What we should look at is the effective tax rate, not marginal tax rates as the Right does. The effective tax rate is a person's total tax per year divided by the gross income.
According to Wikipedia, a Swedish person earning $60k per year has an effective tax rate of 31%. This means that only 31c of each $ is paid is tax.
Far cry from the 'half of one's income' isn't?
In Australia, the effective tax rate of a person on $60k is about 20c on the dollar. But if you add in private health insurance premiums, then it's about 25c on the dollar (after all, Private Health Insurance premiums are simply a form of private taxes).
Many libertarians argue that a person should pay no more than 20c on the dollar in tax, which is precisely what Australians pay. Scando citizens pay 30c on the dollar but receives more social benefits than we do - they get fully subsidised (not free) university education, free-at-the-point of service healthcare, and generous maternity leave.
For an extra 10c on the dollar, wouldn't it be worth getting all those extra benefits, and perhaps even increasing Newstart allowance too?

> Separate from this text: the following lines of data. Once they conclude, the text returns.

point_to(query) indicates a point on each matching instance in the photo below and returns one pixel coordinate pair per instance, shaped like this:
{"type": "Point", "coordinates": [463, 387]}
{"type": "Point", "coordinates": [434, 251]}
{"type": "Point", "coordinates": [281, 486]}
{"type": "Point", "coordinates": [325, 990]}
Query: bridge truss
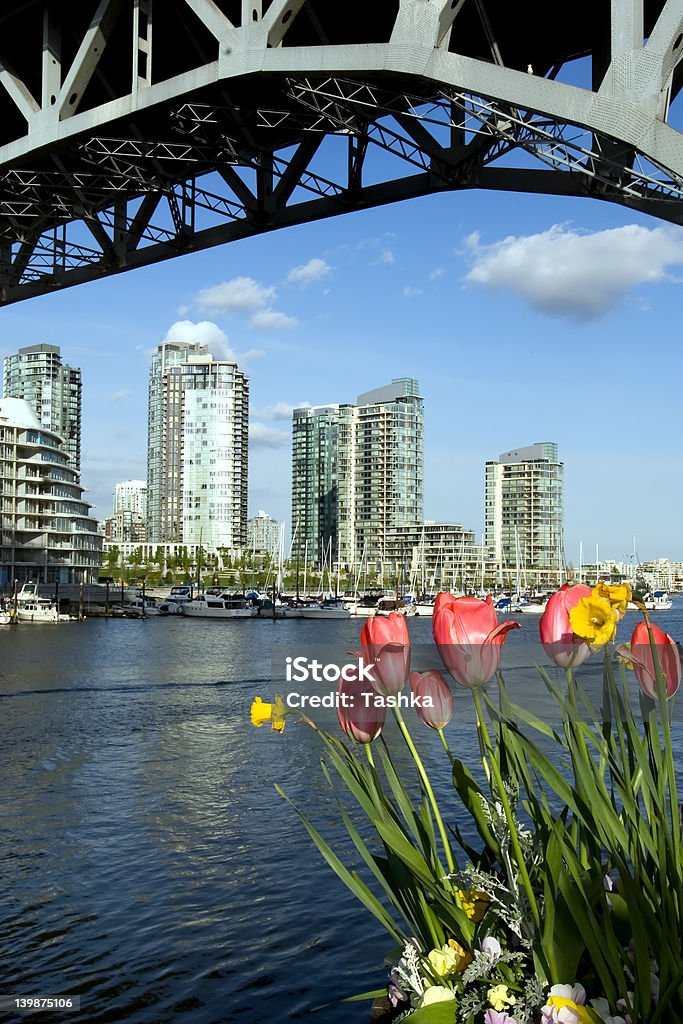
{"type": "Point", "coordinates": [132, 131]}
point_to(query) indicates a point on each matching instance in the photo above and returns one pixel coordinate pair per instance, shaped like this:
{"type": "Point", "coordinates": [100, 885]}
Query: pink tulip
{"type": "Point", "coordinates": [435, 708]}
{"type": "Point", "coordinates": [387, 646]}
{"type": "Point", "coordinates": [559, 642]}
{"type": "Point", "coordinates": [358, 717]}
{"type": "Point", "coordinates": [469, 638]}
{"type": "Point", "coordinates": [640, 655]}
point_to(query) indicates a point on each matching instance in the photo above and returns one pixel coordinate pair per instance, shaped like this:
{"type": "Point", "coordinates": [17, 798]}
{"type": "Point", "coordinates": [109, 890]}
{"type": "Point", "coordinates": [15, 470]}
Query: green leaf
{"type": "Point", "coordinates": [472, 798]}
{"type": "Point", "coordinates": [435, 1013]}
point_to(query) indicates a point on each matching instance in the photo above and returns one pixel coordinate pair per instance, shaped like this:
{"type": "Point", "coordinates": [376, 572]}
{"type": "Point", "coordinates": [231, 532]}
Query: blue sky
{"type": "Point", "coordinates": [525, 318]}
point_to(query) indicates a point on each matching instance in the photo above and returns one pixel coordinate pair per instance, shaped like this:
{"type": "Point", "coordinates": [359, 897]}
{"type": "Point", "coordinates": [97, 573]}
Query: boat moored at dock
{"type": "Point", "coordinates": [219, 606]}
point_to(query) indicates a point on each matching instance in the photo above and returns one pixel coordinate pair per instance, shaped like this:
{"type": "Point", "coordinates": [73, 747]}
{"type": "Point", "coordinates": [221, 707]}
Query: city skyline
{"type": "Point", "coordinates": [198, 461]}
{"type": "Point", "coordinates": [357, 473]}
{"type": "Point", "coordinates": [452, 293]}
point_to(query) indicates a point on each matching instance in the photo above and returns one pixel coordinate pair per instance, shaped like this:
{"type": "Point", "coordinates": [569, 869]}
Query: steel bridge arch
{"type": "Point", "coordinates": [133, 132]}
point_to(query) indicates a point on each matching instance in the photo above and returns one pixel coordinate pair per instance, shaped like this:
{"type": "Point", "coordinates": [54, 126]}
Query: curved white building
{"type": "Point", "coordinates": [46, 534]}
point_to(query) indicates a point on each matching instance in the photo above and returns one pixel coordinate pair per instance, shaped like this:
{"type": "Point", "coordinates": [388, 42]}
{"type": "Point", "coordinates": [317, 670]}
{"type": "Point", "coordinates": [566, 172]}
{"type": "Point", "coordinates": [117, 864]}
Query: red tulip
{"type": "Point", "coordinates": [559, 643]}
{"type": "Point", "coordinates": [358, 717]}
{"type": "Point", "coordinates": [435, 708]}
{"type": "Point", "coordinates": [641, 656]}
{"type": "Point", "coordinates": [469, 638]}
{"type": "Point", "coordinates": [387, 646]}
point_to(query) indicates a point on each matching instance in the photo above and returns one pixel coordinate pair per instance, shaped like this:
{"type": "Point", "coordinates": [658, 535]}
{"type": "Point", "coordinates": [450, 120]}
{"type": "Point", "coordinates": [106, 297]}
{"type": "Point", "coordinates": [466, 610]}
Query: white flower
{"type": "Point", "coordinates": [574, 992]}
{"type": "Point", "coordinates": [435, 993]}
{"type": "Point", "coordinates": [602, 1007]}
{"type": "Point", "coordinates": [491, 945]}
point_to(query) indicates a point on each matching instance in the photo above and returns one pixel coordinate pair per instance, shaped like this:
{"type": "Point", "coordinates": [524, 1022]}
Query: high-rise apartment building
{"type": "Point", "coordinates": [357, 472]}
{"type": "Point", "coordinates": [131, 496]}
{"type": "Point", "coordinates": [46, 534]}
{"type": "Point", "coordinates": [263, 535]}
{"type": "Point", "coordinates": [53, 391]}
{"type": "Point", "coordinates": [524, 509]}
{"type": "Point", "coordinates": [198, 451]}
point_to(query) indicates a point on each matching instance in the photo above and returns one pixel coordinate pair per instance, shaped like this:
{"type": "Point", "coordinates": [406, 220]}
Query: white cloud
{"type": "Point", "coordinates": [262, 436]}
{"type": "Point", "coordinates": [312, 270]}
{"type": "Point", "coordinates": [205, 332]}
{"type": "Point", "coordinates": [573, 273]}
{"type": "Point", "coordinates": [242, 294]}
{"type": "Point", "coordinates": [270, 320]}
{"type": "Point", "coordinates": [208, 333]}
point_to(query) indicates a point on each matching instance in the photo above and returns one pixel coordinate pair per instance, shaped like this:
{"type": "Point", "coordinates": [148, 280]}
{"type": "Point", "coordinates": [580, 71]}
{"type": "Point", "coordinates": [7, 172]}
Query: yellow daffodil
{"type": "Point", "coordinates": [473, 902]}
{"type": "Point", "coordinates": [451, 958]}
{"type": "Point", "coordinates": [619, 596]}
{"type": "Point", "coordinates": [274, 713]}
{"type": "Point", "coordinates": [499, 997]}
{"type": "Point", "coordinates": [594, 619]}
{"type": "Point", "coordinates": [583, 1016]}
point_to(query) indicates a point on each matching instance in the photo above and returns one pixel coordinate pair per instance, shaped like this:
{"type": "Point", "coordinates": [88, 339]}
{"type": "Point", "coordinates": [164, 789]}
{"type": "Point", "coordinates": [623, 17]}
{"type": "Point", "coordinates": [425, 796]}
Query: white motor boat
{"type": "Point", "coordinates": [141, 606]}
{"type": "Point", "coordinates": [172, 604]}
{"type": "Point", "coordinates": [33, 608]}
{"type": "Point", "coordinates": [219, 606]}
{"type": "Point", "coordinates": [531, 607]}
{"type": "Point", "coordinates": [334, 608]}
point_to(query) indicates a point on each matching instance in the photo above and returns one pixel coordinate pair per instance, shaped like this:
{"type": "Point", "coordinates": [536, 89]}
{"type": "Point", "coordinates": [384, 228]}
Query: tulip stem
{"type": "Point", "coordinates": [509, 817]}
{"type": "Point", "coordinates": [445, 744]}
{"type": "Point", "coordinates": [428, 790]}
{"type": "Point", "coordinates": [666, 730]}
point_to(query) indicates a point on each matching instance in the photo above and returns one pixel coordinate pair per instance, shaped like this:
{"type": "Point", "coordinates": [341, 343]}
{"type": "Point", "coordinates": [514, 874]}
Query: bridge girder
{"type": "Point", "coordinates": [120, 146]}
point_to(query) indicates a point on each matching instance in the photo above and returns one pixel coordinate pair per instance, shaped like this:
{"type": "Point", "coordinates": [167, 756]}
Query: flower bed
{"type": "Point", "coordinates": [567, 908]}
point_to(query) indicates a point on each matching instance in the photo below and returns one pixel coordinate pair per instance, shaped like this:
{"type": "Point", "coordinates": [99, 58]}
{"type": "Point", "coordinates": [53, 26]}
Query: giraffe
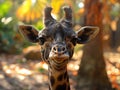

Also worth mentioning, although i'm unsure of which particular countries to which this applies, but in some Scando nations, there is no private schooling. Public schools require no competition.
And it's all free.
And generally, the outcomes in Scandinavian countries are better for their citizens. Lower crime, recidivism, suicide rates, substance dependency, homelessness, etc and they live longer, happier lives.
Even though, go figure, there's loads of smokers.